Contrairement aux mesures de répression dans des pays comme la Corée du Sud, qui s'est engagé l'année dernière à interdire complètement l'élevage de bile d'ours à partir de 2026, le commerce de la Chine est en plein essor. Garshelis estime qu'il y a 50 millions de consommateurs de produits à base de bile d'ours dans le pays.
QY Research, une société d'études de marché basée en Chine, a estimé dans un rapport de 2022 que le marché chinois de la poudre de bile d'ours valait près de 62 millions de dollars, soit près de 97% du marché mondial - et sa valeur ne devrait augmenter qu'en les années à venir. La Chine a vendu 44,68 tonnes de poudre de bile d'ours en 2021, selon le rapport.
L'industrie chinoise de la bile d'ours est différente en ce sens qu'elle est légale, réglementée et courante. Alors que les produits à base de bile d'ours au Vietnam sont illégalement distribués sous terre et peuvent être faux ou contaminés, les produits chinois sont accompagnés "d'un tampon pour vous dire qu'ils sont légitimes", a déclaré Garshelis.
Les gens peuvent obtenir des médicaments bon marché contre la bile d'ours en vente libre, sur ordonnance, dans les hôpitaux, et "tout est approuvé, vous vous sentez donc en sécurité en l'obtenant comme un vrai médicament", a-t-il ajouté.

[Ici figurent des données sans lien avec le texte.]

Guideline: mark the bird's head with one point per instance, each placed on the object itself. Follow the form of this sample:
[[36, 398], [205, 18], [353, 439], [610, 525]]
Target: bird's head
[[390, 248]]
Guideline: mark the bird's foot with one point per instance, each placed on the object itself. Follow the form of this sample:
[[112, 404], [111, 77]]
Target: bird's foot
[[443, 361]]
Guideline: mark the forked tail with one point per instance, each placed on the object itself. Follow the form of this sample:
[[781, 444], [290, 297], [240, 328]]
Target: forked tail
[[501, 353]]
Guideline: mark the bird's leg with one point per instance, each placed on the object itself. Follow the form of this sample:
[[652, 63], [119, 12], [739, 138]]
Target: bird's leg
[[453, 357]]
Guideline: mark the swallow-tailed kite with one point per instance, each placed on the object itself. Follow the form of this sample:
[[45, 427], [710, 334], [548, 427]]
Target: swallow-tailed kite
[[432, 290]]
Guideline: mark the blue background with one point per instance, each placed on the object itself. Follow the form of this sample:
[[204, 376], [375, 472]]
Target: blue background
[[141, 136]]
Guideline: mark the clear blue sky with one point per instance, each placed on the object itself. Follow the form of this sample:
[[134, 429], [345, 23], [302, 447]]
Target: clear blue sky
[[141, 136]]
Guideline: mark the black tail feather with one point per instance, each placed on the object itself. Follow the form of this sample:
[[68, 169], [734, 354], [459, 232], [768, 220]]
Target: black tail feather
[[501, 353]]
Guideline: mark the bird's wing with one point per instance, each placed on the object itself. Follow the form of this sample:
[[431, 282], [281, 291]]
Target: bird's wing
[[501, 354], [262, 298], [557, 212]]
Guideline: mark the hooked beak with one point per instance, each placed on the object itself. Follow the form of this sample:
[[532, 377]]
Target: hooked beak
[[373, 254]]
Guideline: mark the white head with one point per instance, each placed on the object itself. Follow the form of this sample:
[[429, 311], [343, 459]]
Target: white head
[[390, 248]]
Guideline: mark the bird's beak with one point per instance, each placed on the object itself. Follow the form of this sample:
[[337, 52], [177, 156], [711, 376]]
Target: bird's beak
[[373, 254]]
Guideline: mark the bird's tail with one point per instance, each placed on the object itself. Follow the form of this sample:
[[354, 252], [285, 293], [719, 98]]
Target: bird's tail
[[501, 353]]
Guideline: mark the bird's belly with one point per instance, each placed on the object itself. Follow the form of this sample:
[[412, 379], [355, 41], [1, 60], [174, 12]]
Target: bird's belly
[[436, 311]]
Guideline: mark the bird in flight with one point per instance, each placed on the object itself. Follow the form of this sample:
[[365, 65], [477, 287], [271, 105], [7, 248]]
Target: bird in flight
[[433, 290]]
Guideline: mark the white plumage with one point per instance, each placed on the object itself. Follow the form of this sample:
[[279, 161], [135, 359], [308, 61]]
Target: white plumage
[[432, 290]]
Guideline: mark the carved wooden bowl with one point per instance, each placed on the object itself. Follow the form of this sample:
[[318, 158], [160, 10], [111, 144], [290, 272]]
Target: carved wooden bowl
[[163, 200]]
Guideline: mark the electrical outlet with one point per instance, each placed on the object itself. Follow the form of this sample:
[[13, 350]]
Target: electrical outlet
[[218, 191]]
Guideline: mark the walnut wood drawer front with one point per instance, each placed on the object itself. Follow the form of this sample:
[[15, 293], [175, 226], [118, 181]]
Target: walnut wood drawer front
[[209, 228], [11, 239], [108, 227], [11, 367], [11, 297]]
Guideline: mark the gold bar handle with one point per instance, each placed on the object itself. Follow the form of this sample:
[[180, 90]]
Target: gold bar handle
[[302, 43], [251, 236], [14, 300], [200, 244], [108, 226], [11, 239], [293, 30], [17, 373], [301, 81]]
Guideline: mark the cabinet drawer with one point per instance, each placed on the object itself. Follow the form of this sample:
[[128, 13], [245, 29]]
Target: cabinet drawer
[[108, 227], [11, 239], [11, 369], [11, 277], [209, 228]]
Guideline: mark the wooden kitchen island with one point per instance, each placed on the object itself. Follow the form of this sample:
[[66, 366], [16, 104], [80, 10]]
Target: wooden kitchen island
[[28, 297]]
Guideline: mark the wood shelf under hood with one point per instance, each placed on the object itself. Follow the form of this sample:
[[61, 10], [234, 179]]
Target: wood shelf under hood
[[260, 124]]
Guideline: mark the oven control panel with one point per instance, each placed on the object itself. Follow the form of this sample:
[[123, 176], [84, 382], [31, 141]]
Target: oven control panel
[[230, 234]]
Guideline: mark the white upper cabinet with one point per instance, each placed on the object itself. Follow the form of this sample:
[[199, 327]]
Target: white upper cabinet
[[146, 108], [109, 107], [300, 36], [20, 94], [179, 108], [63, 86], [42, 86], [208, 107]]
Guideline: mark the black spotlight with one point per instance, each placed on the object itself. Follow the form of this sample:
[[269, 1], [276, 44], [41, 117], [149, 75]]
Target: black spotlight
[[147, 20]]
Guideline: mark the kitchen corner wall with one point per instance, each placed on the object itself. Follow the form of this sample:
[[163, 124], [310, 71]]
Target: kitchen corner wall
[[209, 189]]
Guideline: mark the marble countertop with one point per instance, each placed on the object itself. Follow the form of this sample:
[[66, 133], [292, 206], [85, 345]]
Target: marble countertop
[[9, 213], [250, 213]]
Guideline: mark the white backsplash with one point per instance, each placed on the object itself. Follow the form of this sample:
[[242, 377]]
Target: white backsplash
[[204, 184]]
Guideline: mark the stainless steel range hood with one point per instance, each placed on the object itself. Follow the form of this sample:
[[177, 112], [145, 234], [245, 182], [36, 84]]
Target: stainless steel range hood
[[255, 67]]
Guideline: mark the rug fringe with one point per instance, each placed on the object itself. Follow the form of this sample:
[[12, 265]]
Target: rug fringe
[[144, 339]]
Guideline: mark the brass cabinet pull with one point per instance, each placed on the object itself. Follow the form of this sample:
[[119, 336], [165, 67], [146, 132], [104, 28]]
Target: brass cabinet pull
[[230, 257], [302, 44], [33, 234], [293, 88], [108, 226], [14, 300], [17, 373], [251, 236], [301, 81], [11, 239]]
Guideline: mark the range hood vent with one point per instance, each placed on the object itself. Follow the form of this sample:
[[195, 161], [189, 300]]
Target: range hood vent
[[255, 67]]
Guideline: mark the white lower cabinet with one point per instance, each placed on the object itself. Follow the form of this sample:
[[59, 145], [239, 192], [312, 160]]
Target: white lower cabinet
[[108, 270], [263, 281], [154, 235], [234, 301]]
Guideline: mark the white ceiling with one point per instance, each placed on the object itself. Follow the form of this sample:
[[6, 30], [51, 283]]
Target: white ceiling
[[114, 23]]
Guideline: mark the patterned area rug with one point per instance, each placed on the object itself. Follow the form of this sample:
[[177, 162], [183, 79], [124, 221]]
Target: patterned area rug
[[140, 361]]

En 2020, le gouvernement chinois a même approuvé Tan Re Qing – une injection contenant de la bile d'ours – sur une liste de médicaments recommandés pour traiter les patients atteints de Covid-19.
Et le nombre d'ours biliaires ne fait qu'augmenter, a déclaré Garshelis. Alors que la Chine interdit la capture d'ours sauvages à des fins d'élevage de bile, ses fermes peuvent contenir jusqu'à 5 000 ours sur un seul site et exécuter des programmes d'élevage.
Les autorités chinoises affirment que les fermes découragent le braconnage des ours sauvages, profitant ainsi aux efforts de conservation de la faune.
De nombreux militants remettent en question cette logique, mais certains experts disent qu'il est difficile de réfuter les affirmations de la Chine.
Garshelis fait partie d'une étude de plusieurs années sur l'impact de l'élevage d'ours biliaires, réalisée en collaboration avec des chercheurs chinois, des experts internationaux et des membres de l'UICN. Après une décennie de recherche, le seul consensus auquel ils sont parvenus est qu'il est "impossible de conclure définitivement comment la bile d'élevage a influencé la consommation globale de bile sauvage".
En raison de facteurs tels que le reboisement et la lutte contre le braconnage, "il est difficile de dire alors que l'agriculture a fait quoi que ce soit" - ou si la population augmenterait encore plus rapidement si les fermes avaient disparu, a déclaré Garshelis.
"Nous ne savons pas si cela a réduit la demande de vésicule biliaire sauvage ou non… 10 ans plus tard, nous n'avons jamais pu trouver de réponse, vraiment, quels sont les effets de l'élevage d'ours."